Monday, April 28, 2008

Kind of Seeing Mike Doughty


I'm not good with certain kinds of conflict. Most things I can let roll off my back pretty easily, but when someone is pointlessly rude to me, it bums me out for a long time. And so it is that, after an overzealous staffperson accused me and Mrs.5000 of trying to break into the Wonder Ballroom, I was completely unable to enjoy the show afterwards. Which really sucks, as I had been looking forward to seeing Mike Doughty for months.

I can provide some objective data. Doughty is touring with a highly talented band, of whom drummer Pete McNeal stood out as a dazzling and intrepid performer. Doughty is, as I have often heard, witty and charming with his stage banter, albeit oddly hostile to song requests. Most individual songs were performed with a harder edge than their studio versions and, oddly, were often pitched lower. On a couple of occasions, he stuck himself in a key so low that he clearly wasn't comfortable singing in it. How does that happen, I wonder.

All in all, though, the performances were strong and certainly sufficiently rocking. I'm sure I would have had a great time, if I could take conflict less seriously, or if the beligerant staffer dude had stayed on his meds.

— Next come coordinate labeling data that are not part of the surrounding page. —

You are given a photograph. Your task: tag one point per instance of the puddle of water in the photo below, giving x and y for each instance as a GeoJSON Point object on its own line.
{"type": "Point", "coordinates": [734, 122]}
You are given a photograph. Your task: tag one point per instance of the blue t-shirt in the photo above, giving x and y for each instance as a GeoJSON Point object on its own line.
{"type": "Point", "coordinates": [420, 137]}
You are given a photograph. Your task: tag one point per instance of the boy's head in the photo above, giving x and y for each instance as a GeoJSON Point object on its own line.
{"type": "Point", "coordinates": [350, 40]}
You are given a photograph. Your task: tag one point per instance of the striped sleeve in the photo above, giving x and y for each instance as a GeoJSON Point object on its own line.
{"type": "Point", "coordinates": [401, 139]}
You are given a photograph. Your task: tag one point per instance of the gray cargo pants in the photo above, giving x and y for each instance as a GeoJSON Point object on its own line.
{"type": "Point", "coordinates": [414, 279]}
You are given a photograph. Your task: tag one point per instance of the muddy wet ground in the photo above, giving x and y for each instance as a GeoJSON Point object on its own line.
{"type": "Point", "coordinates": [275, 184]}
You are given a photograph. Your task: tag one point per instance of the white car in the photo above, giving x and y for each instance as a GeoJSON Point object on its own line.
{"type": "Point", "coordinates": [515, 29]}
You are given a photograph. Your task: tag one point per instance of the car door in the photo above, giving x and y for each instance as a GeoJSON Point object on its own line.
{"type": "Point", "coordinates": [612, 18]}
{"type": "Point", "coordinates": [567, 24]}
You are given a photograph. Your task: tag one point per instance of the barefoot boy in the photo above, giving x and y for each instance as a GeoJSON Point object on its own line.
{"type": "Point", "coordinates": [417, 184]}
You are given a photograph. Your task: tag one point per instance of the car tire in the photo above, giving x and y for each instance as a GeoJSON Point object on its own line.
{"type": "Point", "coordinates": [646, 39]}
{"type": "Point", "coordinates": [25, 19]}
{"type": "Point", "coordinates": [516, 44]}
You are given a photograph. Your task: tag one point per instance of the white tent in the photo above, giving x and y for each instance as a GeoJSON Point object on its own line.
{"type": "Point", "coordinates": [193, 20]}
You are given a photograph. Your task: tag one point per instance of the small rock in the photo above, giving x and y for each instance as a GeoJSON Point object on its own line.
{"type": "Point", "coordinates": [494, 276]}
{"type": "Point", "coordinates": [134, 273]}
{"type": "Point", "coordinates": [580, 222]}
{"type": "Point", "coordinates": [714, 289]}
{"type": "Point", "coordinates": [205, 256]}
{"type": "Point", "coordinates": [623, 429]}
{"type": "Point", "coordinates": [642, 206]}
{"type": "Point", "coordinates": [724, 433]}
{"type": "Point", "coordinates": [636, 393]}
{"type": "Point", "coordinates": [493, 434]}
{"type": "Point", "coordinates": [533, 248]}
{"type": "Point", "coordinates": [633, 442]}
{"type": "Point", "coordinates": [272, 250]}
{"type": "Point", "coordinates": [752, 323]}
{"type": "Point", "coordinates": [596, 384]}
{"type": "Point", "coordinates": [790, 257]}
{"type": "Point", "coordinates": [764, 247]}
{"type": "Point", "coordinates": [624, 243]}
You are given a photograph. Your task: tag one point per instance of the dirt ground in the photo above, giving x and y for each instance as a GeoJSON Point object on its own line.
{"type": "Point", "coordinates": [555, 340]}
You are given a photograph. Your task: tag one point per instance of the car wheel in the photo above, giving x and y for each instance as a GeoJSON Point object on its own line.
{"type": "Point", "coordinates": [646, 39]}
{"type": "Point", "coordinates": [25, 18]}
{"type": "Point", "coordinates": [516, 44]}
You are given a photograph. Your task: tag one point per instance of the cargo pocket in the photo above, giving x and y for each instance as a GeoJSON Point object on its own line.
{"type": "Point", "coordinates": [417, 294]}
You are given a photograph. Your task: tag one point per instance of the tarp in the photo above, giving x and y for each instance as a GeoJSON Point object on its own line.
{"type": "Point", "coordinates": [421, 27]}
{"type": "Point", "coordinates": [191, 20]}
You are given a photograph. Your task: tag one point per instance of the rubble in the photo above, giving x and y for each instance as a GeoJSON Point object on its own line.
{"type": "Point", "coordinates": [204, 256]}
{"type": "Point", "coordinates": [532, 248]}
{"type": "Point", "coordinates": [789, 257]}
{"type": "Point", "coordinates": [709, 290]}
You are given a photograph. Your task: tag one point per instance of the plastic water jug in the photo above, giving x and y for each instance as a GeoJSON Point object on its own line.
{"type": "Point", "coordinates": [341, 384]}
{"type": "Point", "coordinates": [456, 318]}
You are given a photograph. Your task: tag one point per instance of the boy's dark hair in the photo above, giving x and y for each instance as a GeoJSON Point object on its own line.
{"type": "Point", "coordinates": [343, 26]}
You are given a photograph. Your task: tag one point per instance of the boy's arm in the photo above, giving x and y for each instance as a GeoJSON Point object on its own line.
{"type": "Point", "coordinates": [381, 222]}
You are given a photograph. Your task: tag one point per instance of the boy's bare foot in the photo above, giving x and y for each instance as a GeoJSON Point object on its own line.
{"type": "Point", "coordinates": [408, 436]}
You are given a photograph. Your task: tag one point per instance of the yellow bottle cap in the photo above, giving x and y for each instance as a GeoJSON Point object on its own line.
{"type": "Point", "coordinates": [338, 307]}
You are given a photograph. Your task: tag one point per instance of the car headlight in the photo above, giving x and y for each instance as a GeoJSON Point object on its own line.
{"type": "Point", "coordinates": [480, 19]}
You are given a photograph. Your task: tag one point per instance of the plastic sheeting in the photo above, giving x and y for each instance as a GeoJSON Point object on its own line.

The opening act, also featuring McNeil, was The Panderers, a very skilled trio in the general MidWestern school of John Mellencamp. They played fairly unremarkable songs about boys meeting, wanting, loving, losing, and/or resenting girls. Their main schtick -- pandering -- was a bit lost on the crowd, since we in the City of Roses are used to performers telling us we are lucky to live in the most beautiful city in the world, and most of us more or less agree with them. I think they might have been a little disconcerted when their over-the-top praise was met with a roar of approval instead of laughter.

7 comments:

karmasartre said...

It helps (me) to remember we live in the Dark Ages.

Rebel said...

I brought one of those reusable grocery bags into the store and the cashier tried to charge me for it - when I explained that I'd brought it with me she was totally unclear on the subject... like I really want to steal a 99 cent grocery bag... and to do so right in front of the cashier!

I share your grudge holding ability.

Rebel said...

Oh - and the joke's on the panderers... we do live in the most beautiful city in the world... well, 3 months out of the year we do. ;)

Colonel Walter E. and Swoozie Kurtz said...

Suggested Mantra: "I, M5000, have readers in Ulaan Baatar, Mongolia. I will not let this shithead bother me."

boo said...

I like the way Swoosie and the Colonel think.

I can get that way too and I want to sock someone when an experience is tainted like that. It doesn't rock the right way.

It is so rich that the pandering was met that way!

gl. said...

why did they accuse you of breaking into the ballroom? that sort of confrontation leaves me feeling queasy, too.

Karin said...

Your violent and distructive nature must have been particularly obvious that night.

Normally you two keep that in check so much that no one would ever notice, but--not those guys. Woo, they're good.